10581,2022,5,WY,"Electric Generators, Electric Utilities",Coal,2071403.0
10582,2022,5,WY,"Electric Generators, Electric Utilities",Hydroelectric Conventional,96790.0
10583,2022,5,WY,"Electric Generators, Electric Utilities",Natural Gas,91570.0
10584,2022,5,WY,"Electric Generators, Electric Utilities",Petroleum,1812.0


Finally, for checking that all the columns have the expected values as presented in https://www.eia.gov/electricity/monthly/ the df dataframe is checked:

In [9]:
for i in df.columns[:-1]:
    print(i + ": ",  df[i].unique(), ", Total Values:", len(df[i].unique()))

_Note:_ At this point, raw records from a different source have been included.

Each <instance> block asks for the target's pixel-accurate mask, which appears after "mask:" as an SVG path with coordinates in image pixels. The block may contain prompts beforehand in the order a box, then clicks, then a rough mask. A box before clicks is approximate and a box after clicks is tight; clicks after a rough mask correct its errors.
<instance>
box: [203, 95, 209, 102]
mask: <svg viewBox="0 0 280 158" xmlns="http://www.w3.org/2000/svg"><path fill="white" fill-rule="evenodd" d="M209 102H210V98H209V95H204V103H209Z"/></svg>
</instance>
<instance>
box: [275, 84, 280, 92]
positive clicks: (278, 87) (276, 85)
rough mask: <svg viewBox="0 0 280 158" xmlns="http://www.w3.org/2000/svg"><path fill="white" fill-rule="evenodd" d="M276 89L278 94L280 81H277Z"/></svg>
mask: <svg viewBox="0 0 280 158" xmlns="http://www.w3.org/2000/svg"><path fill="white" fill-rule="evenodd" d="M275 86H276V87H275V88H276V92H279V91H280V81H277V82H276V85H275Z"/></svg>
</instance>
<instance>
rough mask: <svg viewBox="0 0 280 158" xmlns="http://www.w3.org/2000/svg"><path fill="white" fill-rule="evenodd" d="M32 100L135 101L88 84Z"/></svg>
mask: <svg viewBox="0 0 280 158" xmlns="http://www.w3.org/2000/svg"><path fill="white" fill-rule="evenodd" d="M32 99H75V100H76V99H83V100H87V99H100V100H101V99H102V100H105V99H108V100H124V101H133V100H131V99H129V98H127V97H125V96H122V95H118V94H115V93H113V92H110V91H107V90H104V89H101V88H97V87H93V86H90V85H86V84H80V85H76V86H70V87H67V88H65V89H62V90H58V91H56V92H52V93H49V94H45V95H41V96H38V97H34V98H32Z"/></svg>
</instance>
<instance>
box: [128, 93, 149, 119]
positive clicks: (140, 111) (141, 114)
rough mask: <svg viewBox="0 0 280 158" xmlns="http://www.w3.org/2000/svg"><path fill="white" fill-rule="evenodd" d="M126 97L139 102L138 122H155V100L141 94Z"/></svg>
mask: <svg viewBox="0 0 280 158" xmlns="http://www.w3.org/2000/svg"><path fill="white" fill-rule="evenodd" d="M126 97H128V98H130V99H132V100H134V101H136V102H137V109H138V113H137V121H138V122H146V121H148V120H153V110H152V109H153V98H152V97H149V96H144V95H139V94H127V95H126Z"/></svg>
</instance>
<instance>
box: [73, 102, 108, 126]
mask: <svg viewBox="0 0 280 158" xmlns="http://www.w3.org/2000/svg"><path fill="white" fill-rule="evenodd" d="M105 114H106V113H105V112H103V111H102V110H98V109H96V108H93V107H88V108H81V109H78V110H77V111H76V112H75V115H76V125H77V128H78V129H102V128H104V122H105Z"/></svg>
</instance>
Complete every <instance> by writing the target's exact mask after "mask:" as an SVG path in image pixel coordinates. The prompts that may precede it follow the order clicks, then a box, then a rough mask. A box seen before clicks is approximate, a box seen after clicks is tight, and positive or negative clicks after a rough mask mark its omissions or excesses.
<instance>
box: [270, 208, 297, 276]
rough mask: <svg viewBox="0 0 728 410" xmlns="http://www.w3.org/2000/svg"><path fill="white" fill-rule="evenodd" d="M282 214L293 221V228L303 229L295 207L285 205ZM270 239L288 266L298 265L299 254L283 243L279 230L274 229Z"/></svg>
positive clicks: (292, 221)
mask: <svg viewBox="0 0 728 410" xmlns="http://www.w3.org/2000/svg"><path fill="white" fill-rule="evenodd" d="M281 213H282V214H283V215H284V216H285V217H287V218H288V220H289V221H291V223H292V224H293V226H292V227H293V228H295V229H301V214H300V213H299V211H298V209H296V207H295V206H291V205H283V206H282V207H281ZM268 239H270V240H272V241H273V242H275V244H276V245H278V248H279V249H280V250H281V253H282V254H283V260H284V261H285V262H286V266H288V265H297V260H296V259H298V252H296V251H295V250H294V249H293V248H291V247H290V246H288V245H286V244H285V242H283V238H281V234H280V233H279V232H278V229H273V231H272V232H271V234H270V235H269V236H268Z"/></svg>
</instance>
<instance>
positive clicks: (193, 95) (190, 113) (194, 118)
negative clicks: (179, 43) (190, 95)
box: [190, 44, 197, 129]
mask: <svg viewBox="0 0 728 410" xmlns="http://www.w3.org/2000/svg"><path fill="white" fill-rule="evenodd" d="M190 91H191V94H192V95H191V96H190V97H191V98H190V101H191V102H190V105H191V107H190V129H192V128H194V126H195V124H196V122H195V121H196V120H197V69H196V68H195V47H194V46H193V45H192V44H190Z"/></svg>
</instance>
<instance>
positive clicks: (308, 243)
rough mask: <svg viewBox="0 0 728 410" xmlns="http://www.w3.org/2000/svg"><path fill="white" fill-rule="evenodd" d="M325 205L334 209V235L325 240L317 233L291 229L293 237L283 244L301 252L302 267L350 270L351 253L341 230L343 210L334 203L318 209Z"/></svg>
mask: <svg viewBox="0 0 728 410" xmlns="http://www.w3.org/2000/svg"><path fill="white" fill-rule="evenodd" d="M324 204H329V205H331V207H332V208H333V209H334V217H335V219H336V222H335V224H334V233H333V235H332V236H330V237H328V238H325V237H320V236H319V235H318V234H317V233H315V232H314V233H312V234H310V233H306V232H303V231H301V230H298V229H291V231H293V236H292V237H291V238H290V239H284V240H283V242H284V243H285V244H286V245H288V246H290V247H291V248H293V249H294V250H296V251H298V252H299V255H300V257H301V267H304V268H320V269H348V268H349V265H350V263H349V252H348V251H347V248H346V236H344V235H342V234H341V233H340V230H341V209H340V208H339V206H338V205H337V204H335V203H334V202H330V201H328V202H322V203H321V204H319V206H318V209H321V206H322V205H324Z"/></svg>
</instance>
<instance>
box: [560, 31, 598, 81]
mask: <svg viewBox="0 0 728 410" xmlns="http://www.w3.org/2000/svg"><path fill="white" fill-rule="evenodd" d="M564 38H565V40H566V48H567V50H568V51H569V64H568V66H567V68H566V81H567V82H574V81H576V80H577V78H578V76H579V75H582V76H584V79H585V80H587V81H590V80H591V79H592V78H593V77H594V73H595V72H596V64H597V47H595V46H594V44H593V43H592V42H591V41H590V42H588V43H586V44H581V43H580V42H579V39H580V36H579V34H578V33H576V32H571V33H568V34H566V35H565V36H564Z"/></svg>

YEAR:  [2001 2002 2003 2004 2005 2006 2007 2008 2009 2010 2011 2012 2013 2014
 2015 2016 2017 2018 2019 2020 2021 2022] , Total Values: 22
MONTH:  [ 1  2  3  4  5  6  7  8  9 10 11 12] , Total Values: 12
STATE:  ['AK' 'AL' 'AR' 'AZ' 'CA' 'CO' 'CT' 'DC' 'DE' 'FL' 'GA' 'HI' 'IA' 'ID'
 'IL' 'IN' 'KS' 'KY' 'LA' 'MA' 'MD' 'ME' 'MI' 'MN' 'MO' 'MS' 'MT' 'NC'
 'ND' 'NE' 'NH' 'NJ' 'NM' 'NV' 'NY' 'OH' 'OK' 'OR' 'PA' 'RI' 'SC' 'SD'
 'TN' 'TX' 'UT' 'VA' 'VT' 'WA' 'WI' 'WV' 'WY' 'US-TOTAL' 'US-Total'] , Total Values: 53
TYPE OF PRODUCER:  ['Total Electric Power Industry' 'Electric Generators, Electric Utilities'
 'Combined Heat and Power, Electric Power'
 'Combined Heat and Power, Commercial Power'
 'Combined Heat and Power, Industrial Power'
 'Electric Generators, Independent Power Producers'] , Total Values: 6
ENERGY SOURCE:  ['Coal' 'Petroleum' 'Natural Gas' 'Hydroelectric Conventional' 'Wind'
 'Total' 'Other Gases' 'Nuclear' 'Wood and Wood Derived Fuels'
 'Other Biomass' 'Other' 'Solar Thermal 

As expected, the fields coincide but in the case of the STATE column two values represent the total consumption of the USA, which are `"US-TOTAL"` and `"US-Total"`. For correcting this, the string upper method was used.

In [10]:
df["STATE"]=df["STATE"].str.upper()

Then, the resulting dataframe is saved in a CSV to be used for further analysis

In [11]:
df.to_csv("data/organised_Gen.csv")

## Final insights

With this processing and with the aid of US Energy Information Administration documentation now there is a file available for further analysis and eventual Machine Learning and clustering models.